'Mad Men' Recap: Unattainable Beauty
This week on Mad Men, Joan sells herself for Jaguar, Peggy leaves SCDP for a rival agency and Don is the moral voice of reason in almost every situation. Let that sink in for a second. Don Draper, voice of reason. You know a situation is really out of control when it grosses out Don Draper.
When Mad Men first began, the show’s sexism was blatant and in-your-face. As Mad Men continued, the female characters became more empowered, at least within their own narrow worlds. Peggy moved up to copywriter, Joan garnered more respect, Betty got out of her damaging marriage with Don. This season, even secretary-turned-wife Megan turned out to have more to her than met the eye.

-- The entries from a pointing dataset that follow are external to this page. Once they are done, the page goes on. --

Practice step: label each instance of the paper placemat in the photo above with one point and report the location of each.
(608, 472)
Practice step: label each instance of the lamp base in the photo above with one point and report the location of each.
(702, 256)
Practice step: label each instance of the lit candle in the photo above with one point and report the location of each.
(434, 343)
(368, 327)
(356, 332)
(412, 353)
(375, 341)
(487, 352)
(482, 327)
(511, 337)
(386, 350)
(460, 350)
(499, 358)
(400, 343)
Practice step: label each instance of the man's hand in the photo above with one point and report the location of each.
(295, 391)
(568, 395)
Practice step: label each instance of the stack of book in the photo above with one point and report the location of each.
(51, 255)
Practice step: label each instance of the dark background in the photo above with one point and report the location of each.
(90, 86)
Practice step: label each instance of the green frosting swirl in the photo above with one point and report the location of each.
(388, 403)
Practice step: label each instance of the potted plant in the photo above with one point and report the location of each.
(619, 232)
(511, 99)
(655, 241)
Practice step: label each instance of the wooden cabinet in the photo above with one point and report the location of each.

It got easier to ignore the sexism and inherent inequality of the universe in which Mad Men exists. This episode ripped the curtain off, exposing just how far the female characters have actually come. Peggy finally realizes that she’ll never be respected in the way she wants to be at SCDP, especially by Don. Joan becomes partner, but at a terrible price. Meanwhile, Megan and Don continue to have the same fight about her career, especially when it turns out a new part might take her away to Boston for three months.
The pitch to Jaguar really sums it up: Women are objects to be bought and sold. They can be unattainable and they can be won, but at the end of the day they’re just objects to men. This is a show about advertising, after all. Everything is for sale.
"If they weren’t pretty, if they weren’t temperamental, would we still love them like we do?" Don asks in this pitch, equating women to Jaguars. "What price would we pay? What behavior would we forgive?" he asks. This week, there’s a lot of behavior to forgive and the price seems much too steep.